26 and 30 November and 11 December 2015
During a routine inspection
This inspection took place on the 26 and 30 November and the 11December 2015. The You Trust – 5 Paddock Way is a care home registered to provide accommodation and personal care for eight adults with a learning disability. This location is also registered to provide personal care for people living in their own homes. At the time of our inspection there were eight people living in the service at 5 Paddock Way and four people supported in their own homes. Accommodation at 5 Paddock Way was provided within two houses that were joined. Each house had separate communal areas such as a lounge and kitchen and people were able to access both houses through a shared corridor. People supported in their own homes were living in Odiham in Hampshire.
The service had a registered manager. A registered manager is a person who has registered with the Care Quality Commission to manage the service. Like registered providers, they are ‘registered persons’. Registered persons have legal responsibility for meeting the requirements in the Health and Social Care Act 2008 and associated Regulations about how the service is run.
The inspection at 5 Paddock Way was unannounced. We gave 48 hours short notice of our inspection for the domiciliary care service because we needed to be sure that staff and people would be available when we visited.
Both services were registered at one location and managed by one registered manager. Staff supporting people in their own homes were based in the building where people lived in their own self-contained accommodation. In this report we have said which people, staff and team managers we spoke when this was relevant by referring to Paddock Way or people supported in their own homes.

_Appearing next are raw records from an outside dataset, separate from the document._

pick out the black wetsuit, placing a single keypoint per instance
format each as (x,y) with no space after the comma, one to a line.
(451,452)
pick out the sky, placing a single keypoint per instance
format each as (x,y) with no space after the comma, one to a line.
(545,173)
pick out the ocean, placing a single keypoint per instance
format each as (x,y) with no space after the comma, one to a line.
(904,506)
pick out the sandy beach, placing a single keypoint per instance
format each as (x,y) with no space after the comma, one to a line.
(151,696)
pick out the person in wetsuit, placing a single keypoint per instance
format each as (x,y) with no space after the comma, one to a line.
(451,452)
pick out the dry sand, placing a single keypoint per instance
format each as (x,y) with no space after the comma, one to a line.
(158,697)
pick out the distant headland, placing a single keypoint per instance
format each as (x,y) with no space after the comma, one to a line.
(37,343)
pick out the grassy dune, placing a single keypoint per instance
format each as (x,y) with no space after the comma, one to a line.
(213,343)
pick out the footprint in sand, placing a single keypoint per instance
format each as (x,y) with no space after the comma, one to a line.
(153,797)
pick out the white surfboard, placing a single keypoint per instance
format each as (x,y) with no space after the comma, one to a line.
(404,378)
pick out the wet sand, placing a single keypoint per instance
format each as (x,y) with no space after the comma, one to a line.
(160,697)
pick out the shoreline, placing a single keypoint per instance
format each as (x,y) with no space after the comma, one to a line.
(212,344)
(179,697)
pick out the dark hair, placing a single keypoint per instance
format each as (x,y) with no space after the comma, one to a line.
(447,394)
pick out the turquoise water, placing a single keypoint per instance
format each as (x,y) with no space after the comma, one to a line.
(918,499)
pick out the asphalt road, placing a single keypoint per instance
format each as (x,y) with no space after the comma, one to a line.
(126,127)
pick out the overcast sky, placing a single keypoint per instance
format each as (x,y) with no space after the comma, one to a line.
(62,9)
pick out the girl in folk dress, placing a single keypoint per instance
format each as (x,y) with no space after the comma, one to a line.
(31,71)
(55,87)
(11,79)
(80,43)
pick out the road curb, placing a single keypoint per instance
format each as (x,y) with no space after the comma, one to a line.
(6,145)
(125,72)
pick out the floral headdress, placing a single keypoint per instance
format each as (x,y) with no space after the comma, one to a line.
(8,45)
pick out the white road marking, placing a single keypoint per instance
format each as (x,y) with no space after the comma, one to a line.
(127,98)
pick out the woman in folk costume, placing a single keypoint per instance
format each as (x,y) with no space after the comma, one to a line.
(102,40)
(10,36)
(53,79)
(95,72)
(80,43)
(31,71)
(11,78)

We checked whether the service was working within the principles of the Mental Capacity Act (MCA) 2005 and whether applications to deprive a person of their liberty had been appropriately made and authorised. We found the provider had not carried out an assessment of people’s mental capacity to agree to their care and treatment and any restrictions within this. No applications to deprive a person of their liberty had been made. This meant people’s rights under the MCA may not be met. We noted the provider had introduced guidance and procedures to assess whether an application was required. However, at the time of our inspection the provider had not completed mental capacity assessments and was unable to evidence people’s rights were being upheld.
People’s medicines were stored, administered and disposed of safely. We found some recording errors in people’s medication administration records. We saw action taken by the registered manager during our inspection to remedy this. The registered manager introduced a weekly audit to prevent a reoccurrence. Staff had been assessed as competent and completed training in the safe administration of medicines.
Staff understood indicators of abuse, and the procedures to follow to protect people from harm. Training and guidance ensured staff knew the actions required to report safeguarding concerns. People were supported to understand risks to their safety and how to stay safe.
Risks affecting individuals had been assessed and risk management plans were in place to describe how people should be supported safely. People were supported by staff who understood how positive risk taking could provide new and exciting experiences for people. Positive risk taking is about identifying and balancing the positive effects of taking risks against the potential of an adverse event occurring. Risks to people from emergencies were assessed and procedures were in place to manage these safely.
Checks were carried out to ensure the environment was safe and risks to people from care delivery had been assessed. Plans were in place to mitigate against identified risks.
There were enough staff to meet people’s needs. Staff responded flexibly to meet people’s changed or specific needs. All the required checks were carried out to ensure staff were recruited safely and people were protected from unsuitable staff.
People were supported by staff who completed the provider’s required training and additional training to meet people’s individual needs. Staff demonstrated understanding of their training in the delivery of the care people received. Staff were supported by managers in their role and received regular supervision.
People’s dietary needs and food preferences were catered for. People were supported to access healthcare as required and to maintain and improve their health.
People were treated with kindness and compassion by caring staff. People told us staff listened to them and respected their decisions. People and staff appeared to enjoy each other’s company and staff knew about people’s preferences and interests.
People’s care plans were focused on their individual needs to enable staff to provide person-centred care. Care and support was delivered in line with people’s assessed needs and to support people achieve the goals they had identified. People were supported to follow their interests and to maintain or achieve independence as much as they were able to.
A complaints procedure was in place and this was available in an easy read format for people to understand. People and their relatives were asked for their feedback about the quality of care provided. Quality assurance processes were in place to monitor and assess the quality of care people received and to drive service improvements.
There was a positive, open and caring culture within the service. Staff and managers knew people well and had worked together for several years. Staff understood the provider’s values and used these to underpin their work and relationships with the people they supported.
During the inspection, we identified a breach of the Health and Social Care Act 2008 (Regulated Activities) Regulations 2014. You can see what action we told the provider to take at the back of the full version of the report.